SEA Currents: Robert C. Seamans
May 17, 2019
Stanford@SEA: Report from the South Pacific
Spirits are high aboard the SSV Robert C Seamans as our Stanford@SEA students are now experienced sailors with over four days and nights at sea. We are very close to Iles Maria, the first stop on our cruise track in the outer islands of French Polynesia. The weather has been super calm and warm with very light winds. We've had a few whales grace our cruise track, leading to a loud call of "Whale ho!" and we have identified short finned pilot whales, beaked and humpback whales.
Our students are now in their watches (A, B and C) and rotate on 6-hour shifts into "Science" and "Deck" watches. Our daily science deployments consist of two CTDs to sample the oceanography below the ship, two neuston tows to sample the plankton for student projects, evening squid jigging and late night meter net tows. The South Pacific Gyre water is relatively low in productivity as promised- crystal blue. We have sampled the mesopelagic with our nets, and caught a small wahoo in the epipelagic that we released by the boat.
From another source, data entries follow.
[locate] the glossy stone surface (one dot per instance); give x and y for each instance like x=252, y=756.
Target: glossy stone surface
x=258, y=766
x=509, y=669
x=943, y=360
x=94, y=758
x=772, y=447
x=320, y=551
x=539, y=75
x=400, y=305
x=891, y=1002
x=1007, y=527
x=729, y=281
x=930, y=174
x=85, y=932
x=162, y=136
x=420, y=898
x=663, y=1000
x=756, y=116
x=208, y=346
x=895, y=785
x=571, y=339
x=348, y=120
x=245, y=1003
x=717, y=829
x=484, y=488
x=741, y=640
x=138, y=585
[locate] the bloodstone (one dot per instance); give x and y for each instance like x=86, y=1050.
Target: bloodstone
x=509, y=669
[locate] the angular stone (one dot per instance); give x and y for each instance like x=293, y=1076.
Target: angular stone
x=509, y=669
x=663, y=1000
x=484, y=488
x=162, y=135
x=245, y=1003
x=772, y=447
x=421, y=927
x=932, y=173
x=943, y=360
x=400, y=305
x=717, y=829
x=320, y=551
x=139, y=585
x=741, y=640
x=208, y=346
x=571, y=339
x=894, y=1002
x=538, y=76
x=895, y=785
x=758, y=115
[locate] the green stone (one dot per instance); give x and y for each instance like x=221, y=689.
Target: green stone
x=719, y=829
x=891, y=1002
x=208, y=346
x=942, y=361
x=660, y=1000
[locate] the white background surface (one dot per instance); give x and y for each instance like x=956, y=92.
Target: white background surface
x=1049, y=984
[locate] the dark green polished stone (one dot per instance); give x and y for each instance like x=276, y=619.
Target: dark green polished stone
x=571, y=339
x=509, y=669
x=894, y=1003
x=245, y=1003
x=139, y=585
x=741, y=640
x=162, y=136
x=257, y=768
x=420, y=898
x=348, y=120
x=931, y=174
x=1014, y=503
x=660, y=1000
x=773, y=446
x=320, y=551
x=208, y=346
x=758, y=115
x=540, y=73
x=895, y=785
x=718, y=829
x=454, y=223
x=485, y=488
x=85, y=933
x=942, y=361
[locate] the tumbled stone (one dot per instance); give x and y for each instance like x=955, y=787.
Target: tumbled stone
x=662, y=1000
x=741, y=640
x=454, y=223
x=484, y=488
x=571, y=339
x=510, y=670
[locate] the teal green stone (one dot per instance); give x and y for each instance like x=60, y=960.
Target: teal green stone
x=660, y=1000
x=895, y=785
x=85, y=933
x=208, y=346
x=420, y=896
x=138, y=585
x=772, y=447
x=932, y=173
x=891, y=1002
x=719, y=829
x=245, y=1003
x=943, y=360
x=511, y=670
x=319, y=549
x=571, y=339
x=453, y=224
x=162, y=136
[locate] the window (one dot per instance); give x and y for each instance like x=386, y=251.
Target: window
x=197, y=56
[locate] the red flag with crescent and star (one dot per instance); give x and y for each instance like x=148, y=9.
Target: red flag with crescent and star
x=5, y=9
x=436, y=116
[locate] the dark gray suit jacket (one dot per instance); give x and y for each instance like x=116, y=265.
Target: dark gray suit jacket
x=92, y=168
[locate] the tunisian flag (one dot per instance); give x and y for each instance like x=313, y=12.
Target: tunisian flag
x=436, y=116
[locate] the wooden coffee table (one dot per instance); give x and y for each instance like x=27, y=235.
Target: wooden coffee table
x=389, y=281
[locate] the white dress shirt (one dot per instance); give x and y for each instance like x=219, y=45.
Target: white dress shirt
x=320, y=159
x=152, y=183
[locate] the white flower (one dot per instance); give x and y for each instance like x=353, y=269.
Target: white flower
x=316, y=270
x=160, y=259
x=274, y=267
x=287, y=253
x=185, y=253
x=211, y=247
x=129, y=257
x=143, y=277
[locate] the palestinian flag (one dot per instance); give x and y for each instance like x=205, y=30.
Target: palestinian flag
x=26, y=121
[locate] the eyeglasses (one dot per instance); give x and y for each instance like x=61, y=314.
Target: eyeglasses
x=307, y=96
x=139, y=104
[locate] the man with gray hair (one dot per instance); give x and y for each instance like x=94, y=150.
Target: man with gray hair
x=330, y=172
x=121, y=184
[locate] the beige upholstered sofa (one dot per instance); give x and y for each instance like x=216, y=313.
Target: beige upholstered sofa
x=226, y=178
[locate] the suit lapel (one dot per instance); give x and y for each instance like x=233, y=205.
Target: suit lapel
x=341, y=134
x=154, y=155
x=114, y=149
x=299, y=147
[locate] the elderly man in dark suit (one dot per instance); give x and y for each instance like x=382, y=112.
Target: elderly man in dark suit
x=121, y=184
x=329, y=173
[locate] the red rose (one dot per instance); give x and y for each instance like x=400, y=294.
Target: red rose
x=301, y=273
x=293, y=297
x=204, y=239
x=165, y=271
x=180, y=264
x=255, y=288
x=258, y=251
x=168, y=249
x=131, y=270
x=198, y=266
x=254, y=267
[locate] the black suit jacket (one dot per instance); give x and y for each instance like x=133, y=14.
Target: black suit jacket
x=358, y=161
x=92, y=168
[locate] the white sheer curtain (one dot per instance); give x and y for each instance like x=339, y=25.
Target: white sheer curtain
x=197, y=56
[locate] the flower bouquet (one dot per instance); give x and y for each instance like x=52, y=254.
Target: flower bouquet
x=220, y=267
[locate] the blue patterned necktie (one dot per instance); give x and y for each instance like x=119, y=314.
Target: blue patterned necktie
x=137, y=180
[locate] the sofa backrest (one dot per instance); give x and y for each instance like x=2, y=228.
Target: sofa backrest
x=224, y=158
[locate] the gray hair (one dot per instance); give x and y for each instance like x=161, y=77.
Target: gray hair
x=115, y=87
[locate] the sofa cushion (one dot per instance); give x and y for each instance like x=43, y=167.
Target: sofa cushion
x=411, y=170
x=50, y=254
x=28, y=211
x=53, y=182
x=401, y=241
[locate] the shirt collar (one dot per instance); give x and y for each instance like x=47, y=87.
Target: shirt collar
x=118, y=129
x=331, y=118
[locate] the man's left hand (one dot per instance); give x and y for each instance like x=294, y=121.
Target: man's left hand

Everyone is now in the swing of things and preparations for the first reef stop are being made by students and staff. We had a wonderful discussion in Conservation class on "What is a pristine place?" We realize now that very few people have ever been to the remote island we have in front of us on our chart. Iles Maria is protected naturally.
Pictures provide glimpses of ship life including Nathan deploying the plankton net, the entire class taking a swim on a hot day in the South Pacific Gyre, and Adele and JP planning for the reef projects. Our students are writing blogs, so starting tomorrow there should be regular student entries to look forward to.